Der Krieg ist vorbei

Mittwoch, 30.10.1968 21:00  ! Köhlersaal
21:00 Der Krieg ist vorbei

Programmheft WS 1968/1969:

Wer im Film unserer Zeit die große, humanistische Möglichkeit erkennt, die Wirklichkeit zugleich mit modernsten Mitteln zu versinnbildlichen und in dieser Bildwerdung die Forderungen einer „condition humaine“ als Selbstkenntnis zu postulieren, wird „Der Krieg ist vorbei“ als eines der ganz großen, der bleibenden Zeugnisse unserer gegenwärtigen Situation erkennen. . .

„Der Krieg ist vorbei“ ist, dies scheint klar, vorerst ein eminent politischer Film. Nur ein Regime indes, das die Berechtigung der Kunst nach ihrer opportunistischen Schönfärberei, nach der Zwecklüge mißt, kann dieses Werk als anti-spanisch verurteilen. Noch nie hat ein linksintellektueller Künstler die beinahe schizophrene Stellung des exilierten Republikaners zu seiner Heimat im Film deutlicher und wahrhaftiger gezeichnet, als Resnais hier. Für Carlos (Diego) baut sich ein Traum unaufhaltsam ab. Der Verlust dieses Traumes, der sich in Schlagworten erschöpft, die längst durch den Lauf der Zeit überholt und aus der Mode gekommen sind, bedeutet die Krise der Vitalität in der eigentlichen Existenz dieses Mannes.

An diesem Punkte weitet sich denn Resnais Absicht auch über das konkrete Porträt eines desillusionierten Revolutionärs hinaus. Was dieser Film als Schlachtfeld meint, ist unser menschliches Leben schlechthin in dieser Gegenwart des totalen und rasenden Umbruchs aller feststehenden Werte und aller verläßlichen Fixpunkte. Die Krise Carlos’ wird zu einem großartig geschauten Protokoll der männlichen Vitalitätsproblematik überhaupt. Am Übergang vom vierten ins fünfte Lebensjahrzehnt vollzieht sich hier stellvertretend die grausame Gewißheit, daß die Dinge ihren Lauf genommen, sich verändert, uns in so vielem im unerfüllten, idealistischen Glauben zurückgelassen haben. Der Kampf hat keine Sicherheit gebracht, die hier für Carlos vorerst als äußerlicher Mangel evident wird und die doch eigentlich seine nie gewonnene innere Stabilität symbolisiert. Das Verstehen (hier in der politischen Diskussion um das Pro und Kontra eines Generalstreikplanes konkretisiert) ist dem alternden Intellektuellen zum schmerzlich empfundenen Vakuum geworden.

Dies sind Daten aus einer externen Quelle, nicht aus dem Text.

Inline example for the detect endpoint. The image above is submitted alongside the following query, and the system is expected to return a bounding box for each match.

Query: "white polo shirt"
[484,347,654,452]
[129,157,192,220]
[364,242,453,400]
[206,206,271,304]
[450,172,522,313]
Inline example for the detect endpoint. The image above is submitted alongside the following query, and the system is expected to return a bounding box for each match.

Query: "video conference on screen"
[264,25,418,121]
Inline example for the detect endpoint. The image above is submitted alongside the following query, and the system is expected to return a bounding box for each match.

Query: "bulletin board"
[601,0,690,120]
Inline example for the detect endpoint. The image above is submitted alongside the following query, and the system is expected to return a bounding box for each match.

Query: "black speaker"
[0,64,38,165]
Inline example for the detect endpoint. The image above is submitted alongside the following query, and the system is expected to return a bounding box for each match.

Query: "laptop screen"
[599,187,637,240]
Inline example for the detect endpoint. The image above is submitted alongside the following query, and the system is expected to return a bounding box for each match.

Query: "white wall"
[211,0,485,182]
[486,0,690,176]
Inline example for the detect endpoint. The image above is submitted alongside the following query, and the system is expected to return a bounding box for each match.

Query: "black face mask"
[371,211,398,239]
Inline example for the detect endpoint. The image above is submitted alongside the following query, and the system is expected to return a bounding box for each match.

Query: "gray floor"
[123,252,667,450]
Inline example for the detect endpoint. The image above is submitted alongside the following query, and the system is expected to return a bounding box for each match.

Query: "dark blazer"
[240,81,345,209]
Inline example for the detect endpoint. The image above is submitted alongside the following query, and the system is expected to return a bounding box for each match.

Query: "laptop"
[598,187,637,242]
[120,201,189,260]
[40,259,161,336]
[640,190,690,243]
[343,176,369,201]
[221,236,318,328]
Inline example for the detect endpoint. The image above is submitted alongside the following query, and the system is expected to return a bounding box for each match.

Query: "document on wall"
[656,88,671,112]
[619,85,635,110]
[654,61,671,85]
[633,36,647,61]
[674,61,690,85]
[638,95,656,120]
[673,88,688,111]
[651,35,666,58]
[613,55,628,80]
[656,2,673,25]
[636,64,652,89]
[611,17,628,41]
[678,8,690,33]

Nicht zuletzt aus diesem Schmerz, der nichts Unmännlich ‚” nichts Sentimentales in sich trägt, werden die beiden Liebesszenen des großen Werkes geboren, die zum Schönsten und zugegebenermaßen auch zum Kühnsten gehören, was jemals auf der Filmleinwand gezeigt wurde. In diesen Szenen, der zweiten, weniger abstrakt aufgelösten vor allem, liegt eine schöpferisch gebändigte Kraft der erotischen Realitätsnähe, die aufrichtet und gerade in ihrer Offenheit sittlich wirkt.

Mit „Der Krieg ist vorbei“ hat Alain Resnais zum großen, welthaften Atem von „Hiroshima mon amour“ zurückgefunden. Seine Modernität, kühn, aber vollkommen logisch in der direkten, hart eingeschnittenen Zitation der zweiten Erinnerungsebene ins Erzählbild der unmittelbaren Realität, führt voll zurück auf den Menschen: den Mann, wie ihn Yves Montand mit bestürzender Stimmigkeit, als Porträt eines vollkommenen Da-Seins gibt. Was Semprun und Resnais hier gelungen ist, steht ohne Zweifel exemplarisch innerhalb der Filmkunst dieser Jahre. Einfach, klar und in einem Bildleib‚ der genau das deutlich macht, was sinnfällig werden soll, gibt dieses schöne, reife und mitmenschliche Werk ein Spiegelbild unserer gefährdeten Männlichkeit. Unsere Revolutionen sind geschlagen, aber es bleibt uns in aller Desillusionierung die Chance, uns als Geschlagene, als Geworfene zu bewähren an unserer veränderten Mitwelt. Diese Erkenntnis sucht Carlos am Ende zu verwirklichen. Daß er dies unternimmt, weist ihn, im Rahmen der verbleibenden Möglichkeiten, als einen Mann aus dem Geiste Jean-Paul Sartres aus.